His mother may have believed her 6-year-old had a slightly overactive imagination. But in 1928, when he made the hike with a Boy Scout troop, pieces of a reproduction castle called Glen Ellen were still standing in the woods beside the reservoir.
jTC "I tell you, when you go to see a castle and you're 6 years old, your eyes are wide open. I still remember it vividly," says Mr. Engle, whose Towson home sits on property adjoining the Glen Ellen site. "I remember I was walking up wooden steps that spiraled around inside the tower. And I remember there was plaster on them that had fallen off the walls. I got up about a story before some of the older kids told me I had better come down."
Although the tower has since crumbled, the ruins of Glen Ellen continue to fascinate visitors who make the hike to the site. Pieces of the foundation remain, as well as part of an old stone staircase and evidence of a nearby springhouse that was most likely used for storing milk. Old photographs of the property show two gnarled Osage orange trees near the mansion, which still grow near the remaining foundation.

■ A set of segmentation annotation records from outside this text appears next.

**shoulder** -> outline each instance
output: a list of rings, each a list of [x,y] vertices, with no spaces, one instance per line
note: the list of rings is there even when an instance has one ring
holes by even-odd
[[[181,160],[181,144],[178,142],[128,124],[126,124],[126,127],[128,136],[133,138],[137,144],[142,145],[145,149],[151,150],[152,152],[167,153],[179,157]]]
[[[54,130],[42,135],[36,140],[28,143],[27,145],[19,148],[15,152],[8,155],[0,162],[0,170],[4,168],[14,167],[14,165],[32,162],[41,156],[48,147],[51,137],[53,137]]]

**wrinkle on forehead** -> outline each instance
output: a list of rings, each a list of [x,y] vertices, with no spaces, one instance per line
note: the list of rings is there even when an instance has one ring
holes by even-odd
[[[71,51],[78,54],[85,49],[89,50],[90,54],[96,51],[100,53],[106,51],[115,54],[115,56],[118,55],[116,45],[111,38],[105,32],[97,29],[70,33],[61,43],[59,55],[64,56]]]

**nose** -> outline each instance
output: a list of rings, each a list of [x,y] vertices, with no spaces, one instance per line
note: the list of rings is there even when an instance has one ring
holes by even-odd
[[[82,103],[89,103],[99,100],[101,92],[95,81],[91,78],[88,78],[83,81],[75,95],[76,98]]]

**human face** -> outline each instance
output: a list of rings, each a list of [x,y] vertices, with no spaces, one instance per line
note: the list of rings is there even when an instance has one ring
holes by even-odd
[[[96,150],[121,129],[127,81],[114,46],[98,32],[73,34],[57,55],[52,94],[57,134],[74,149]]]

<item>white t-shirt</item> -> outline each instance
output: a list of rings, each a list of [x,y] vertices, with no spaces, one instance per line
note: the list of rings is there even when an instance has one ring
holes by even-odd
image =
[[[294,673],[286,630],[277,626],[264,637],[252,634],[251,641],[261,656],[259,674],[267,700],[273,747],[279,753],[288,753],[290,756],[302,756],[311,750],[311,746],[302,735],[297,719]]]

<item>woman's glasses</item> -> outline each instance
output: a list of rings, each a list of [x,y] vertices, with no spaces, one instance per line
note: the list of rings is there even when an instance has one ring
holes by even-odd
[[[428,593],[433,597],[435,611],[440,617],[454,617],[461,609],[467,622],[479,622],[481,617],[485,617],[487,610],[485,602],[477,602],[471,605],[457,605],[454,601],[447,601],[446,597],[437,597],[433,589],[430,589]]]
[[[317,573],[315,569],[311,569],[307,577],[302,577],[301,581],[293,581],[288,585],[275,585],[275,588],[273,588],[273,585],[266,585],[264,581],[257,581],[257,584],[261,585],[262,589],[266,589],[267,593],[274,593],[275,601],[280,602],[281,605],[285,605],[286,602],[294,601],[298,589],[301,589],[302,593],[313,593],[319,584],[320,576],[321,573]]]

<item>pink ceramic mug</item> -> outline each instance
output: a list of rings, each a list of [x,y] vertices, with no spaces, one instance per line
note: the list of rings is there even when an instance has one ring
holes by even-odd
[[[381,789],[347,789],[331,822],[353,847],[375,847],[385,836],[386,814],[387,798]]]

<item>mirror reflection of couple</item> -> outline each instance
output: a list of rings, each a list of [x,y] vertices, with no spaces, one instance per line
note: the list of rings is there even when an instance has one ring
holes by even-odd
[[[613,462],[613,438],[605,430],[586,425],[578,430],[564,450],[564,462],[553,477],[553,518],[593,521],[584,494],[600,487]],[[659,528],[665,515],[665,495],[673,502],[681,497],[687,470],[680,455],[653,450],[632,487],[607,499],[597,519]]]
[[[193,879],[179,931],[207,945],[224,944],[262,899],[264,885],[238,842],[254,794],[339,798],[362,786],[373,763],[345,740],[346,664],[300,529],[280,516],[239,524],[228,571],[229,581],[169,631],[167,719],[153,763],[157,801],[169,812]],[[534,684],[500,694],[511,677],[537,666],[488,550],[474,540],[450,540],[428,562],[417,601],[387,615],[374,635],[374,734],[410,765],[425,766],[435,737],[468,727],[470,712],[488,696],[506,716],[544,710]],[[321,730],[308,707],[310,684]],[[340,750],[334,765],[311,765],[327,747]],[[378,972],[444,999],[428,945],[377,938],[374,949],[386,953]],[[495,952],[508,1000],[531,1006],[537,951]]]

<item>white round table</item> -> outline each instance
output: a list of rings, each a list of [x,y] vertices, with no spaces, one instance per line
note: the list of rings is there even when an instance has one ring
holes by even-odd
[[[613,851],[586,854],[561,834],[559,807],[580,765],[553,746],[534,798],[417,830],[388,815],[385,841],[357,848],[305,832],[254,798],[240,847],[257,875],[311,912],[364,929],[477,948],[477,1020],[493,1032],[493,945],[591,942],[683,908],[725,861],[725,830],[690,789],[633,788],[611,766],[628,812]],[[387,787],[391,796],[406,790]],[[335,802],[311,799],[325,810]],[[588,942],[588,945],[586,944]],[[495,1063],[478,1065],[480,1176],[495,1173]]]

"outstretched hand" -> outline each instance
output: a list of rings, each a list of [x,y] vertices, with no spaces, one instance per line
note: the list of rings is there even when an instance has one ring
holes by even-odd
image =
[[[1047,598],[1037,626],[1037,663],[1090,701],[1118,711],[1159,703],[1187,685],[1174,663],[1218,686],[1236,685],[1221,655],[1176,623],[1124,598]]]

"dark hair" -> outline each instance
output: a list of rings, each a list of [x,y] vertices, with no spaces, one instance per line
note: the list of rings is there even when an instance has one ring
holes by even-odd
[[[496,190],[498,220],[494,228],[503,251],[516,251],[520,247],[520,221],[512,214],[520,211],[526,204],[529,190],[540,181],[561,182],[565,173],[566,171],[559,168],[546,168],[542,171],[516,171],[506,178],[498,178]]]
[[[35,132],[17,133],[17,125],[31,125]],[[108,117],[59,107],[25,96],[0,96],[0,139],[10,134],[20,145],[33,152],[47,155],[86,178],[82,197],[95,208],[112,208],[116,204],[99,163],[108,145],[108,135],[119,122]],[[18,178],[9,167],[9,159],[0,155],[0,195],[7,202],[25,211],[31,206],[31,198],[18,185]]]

"It's a true ghost," said Carol Allen, executive director of Historic Towson, which sponsored a lecture and several hikes to Glen Ellen this spring.
Even at the time of its construction, Glen Ellen was designed to evoke thoughts of times past.
The three-story early Gothic Revival mansion, with towers on three corners, was meant to resemble Abbotsford, a Scottish castle owned by Sir Walter Scott. Glen Ellen's owner, Robert Gilmor III, had visited Abbotsford, itself a replica, during a stint in the foreign service in the 1820s, according to local historian Charles J. Scheve. To design his new home, Gilmor called in Alexander Jackson Davis, a famous American architect, who traveled from New York to Baltimore to oversee the project.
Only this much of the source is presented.